July 6, 2007 at 9:29 am

Hello Sue,
Yes, I do go through depression! Not a debilitating kind, but a “poor me, my life can never get better” weepy kind. I am a strong person and so far, I’ve always been able to get control and pull myself up again. I have not really tried anti-depressants because my depressions can be few and far between. But if I knew something would help me, I would not hesitate to try it. I just don’t know what to take and I don’t want to experiment with different kinds trying to find the good one. I am taking elavil to help me sleep at night, but I don’t think it’s working.


May 18, 2007 at 6:49 am

I was diagnosed with depression 18 months before i got GBS. I would cry for absolutely no reason and no matter how often i told myself there was nothing to worry about i was constantly anxious. There was no logic to the way i felt and no events etc that triggered my depression. My doctor told me that in some people it is just a chemical imbalance and I believe that as since being on medication I have been fine and have been able to cope just fine with events liek the death of my grandmother etc.

When i got GBS the doctors knew i was on anti-depressants. I had a couple of days where i was really low, felt like i couldnt go on etc but i would have a cry (well, as well as i could with dry eyes from not being able to open or shut them and no sound becuase of the tune down my throught 😀 ) and would get over it. I also found that the mornings were worst, especially if i had had a bad night. I felt fine when i was well rested. I know the nurses got really concerned but honestly, who wouldnt get depressed being paralysed, not knowing if and when you were going to recover. I thought i did well to stay positive most of the time and i think the times i did lose it were more to do with GBS than pre-existing depression.

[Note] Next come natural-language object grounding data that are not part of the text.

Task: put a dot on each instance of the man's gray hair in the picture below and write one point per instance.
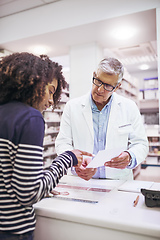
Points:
(112, 66)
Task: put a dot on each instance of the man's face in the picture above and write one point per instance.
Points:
(99, 95)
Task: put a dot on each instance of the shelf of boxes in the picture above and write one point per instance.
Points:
(153, 134)
(129, 87)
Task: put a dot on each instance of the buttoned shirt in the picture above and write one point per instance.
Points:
(100, 124)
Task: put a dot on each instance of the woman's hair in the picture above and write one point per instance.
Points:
(24, 76)
(112, 66)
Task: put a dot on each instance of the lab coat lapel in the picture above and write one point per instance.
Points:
(87, 113)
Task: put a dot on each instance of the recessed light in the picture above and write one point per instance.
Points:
(122, 33)
(144, 67)
(39, 49)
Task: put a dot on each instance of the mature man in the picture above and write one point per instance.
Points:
(102, 119)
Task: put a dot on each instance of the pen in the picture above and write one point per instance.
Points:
(136, 201)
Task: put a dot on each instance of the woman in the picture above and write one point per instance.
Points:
(28, 85)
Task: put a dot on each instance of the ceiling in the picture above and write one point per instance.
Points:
(141, 48)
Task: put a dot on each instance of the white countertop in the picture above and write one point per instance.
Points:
(114, 209)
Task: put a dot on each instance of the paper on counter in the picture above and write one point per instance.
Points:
(104, 156)
(134, 186)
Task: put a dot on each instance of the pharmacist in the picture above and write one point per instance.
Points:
(102, 119)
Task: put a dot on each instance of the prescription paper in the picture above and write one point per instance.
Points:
(104, 156)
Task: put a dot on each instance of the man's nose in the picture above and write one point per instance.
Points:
(101, 88)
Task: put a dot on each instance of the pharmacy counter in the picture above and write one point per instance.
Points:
(97, 209)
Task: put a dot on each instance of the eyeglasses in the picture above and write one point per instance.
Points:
(106, 86)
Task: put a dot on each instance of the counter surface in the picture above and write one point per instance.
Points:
(102, 204)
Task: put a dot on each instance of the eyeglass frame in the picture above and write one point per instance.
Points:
(102, 83)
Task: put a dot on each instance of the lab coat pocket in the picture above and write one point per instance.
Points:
(125, 129)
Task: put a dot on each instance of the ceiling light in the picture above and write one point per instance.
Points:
(38, 50)
(122, 33)
(144, 67)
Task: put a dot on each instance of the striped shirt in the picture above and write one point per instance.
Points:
(23, 181)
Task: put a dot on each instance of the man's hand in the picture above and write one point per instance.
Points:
(79, 154)
(83, 172)
(119, 162)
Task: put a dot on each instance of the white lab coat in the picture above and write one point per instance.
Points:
(125, 130)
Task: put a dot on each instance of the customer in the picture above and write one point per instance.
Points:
(102, 119)
(28, 85)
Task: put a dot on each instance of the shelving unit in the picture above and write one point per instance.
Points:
(129, 87)
(52, 126)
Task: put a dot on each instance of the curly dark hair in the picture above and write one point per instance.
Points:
(24, 76)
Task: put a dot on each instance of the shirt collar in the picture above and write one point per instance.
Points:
(94, 107)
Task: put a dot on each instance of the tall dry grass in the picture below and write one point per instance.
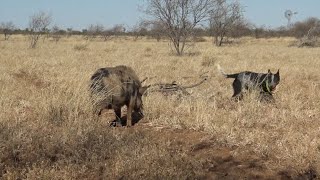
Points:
(47, 128)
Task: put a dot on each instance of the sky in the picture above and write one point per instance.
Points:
(79, 14)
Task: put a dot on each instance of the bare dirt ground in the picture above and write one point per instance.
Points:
(214, 159)
(48, 131)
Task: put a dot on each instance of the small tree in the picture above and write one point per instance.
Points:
(38, 23)
(94, 30)
(7, 29)
(179, 18)
(56, 33)
(223, 18)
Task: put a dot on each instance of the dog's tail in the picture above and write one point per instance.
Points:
(225, 74)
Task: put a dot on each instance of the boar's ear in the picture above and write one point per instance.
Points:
(143, 89)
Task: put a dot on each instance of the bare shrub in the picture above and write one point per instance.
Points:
(81, 47)
(223, 18)
(56, 33)
(179, 18)
(7, 29)
(38, 24)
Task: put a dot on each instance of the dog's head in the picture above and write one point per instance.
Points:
(272, 80)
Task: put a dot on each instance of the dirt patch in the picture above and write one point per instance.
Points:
(29, 78)
(216, 160)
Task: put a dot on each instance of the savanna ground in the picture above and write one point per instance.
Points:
(47, 130)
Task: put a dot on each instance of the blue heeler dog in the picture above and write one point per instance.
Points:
(264, 83)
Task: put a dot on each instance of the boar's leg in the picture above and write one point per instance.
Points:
(130, 106)
(117, 111)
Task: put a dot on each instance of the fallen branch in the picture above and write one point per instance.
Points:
(172, 87)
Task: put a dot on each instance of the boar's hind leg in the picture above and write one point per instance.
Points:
(118, 115)
(130, 109)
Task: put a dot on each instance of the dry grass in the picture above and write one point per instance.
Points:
(47, 128)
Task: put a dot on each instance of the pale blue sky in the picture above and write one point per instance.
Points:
(78, 14)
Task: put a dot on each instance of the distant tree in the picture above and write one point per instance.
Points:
(56, 33)
(309, 26)
(38, 24)
(118, 29)
(157, 30)
(140, 30)
(223, 18)
(94, 30)
(7, 28)
(179, 18)
(69, 32)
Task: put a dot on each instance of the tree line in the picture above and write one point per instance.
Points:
(180, 21)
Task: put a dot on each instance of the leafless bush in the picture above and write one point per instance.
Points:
(310, 25)
(94, 30)
(38, 23)
(56, 33)
(223, 18)
(81, 47)
(7, 29)
(179, 18)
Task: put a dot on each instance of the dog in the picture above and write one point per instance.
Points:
(265, 83)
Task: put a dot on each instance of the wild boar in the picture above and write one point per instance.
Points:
(114, 87)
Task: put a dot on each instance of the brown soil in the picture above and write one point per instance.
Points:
(216, 160)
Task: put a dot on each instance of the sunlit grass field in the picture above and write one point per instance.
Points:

GBS is definitely life altering and i can fully understand how anyone would be affetced psychologically by the experience.


July 1, 2006 at 8:09 am

Being a newbie to this forum, I would just like to say thank you. I have been diagnosed with CIDP and have undergone three rounds of IVIG therapy and high dose Prednisone with no improvement. I continue to weaken. I have recently gone to a wheelchair. My life is changing rapidly and I find myself falling into tears and sobbing at the drop of a hat. I have had several bouts just perusing the forum. I try to keep a positive attitude and hope that I will recover. Everyone has been supportive and I am truly blessed. But the tears still come and the sorrow is real. I was a very active person and now I am totally dependent and helpless. But I can see I am not alone. Thanks again.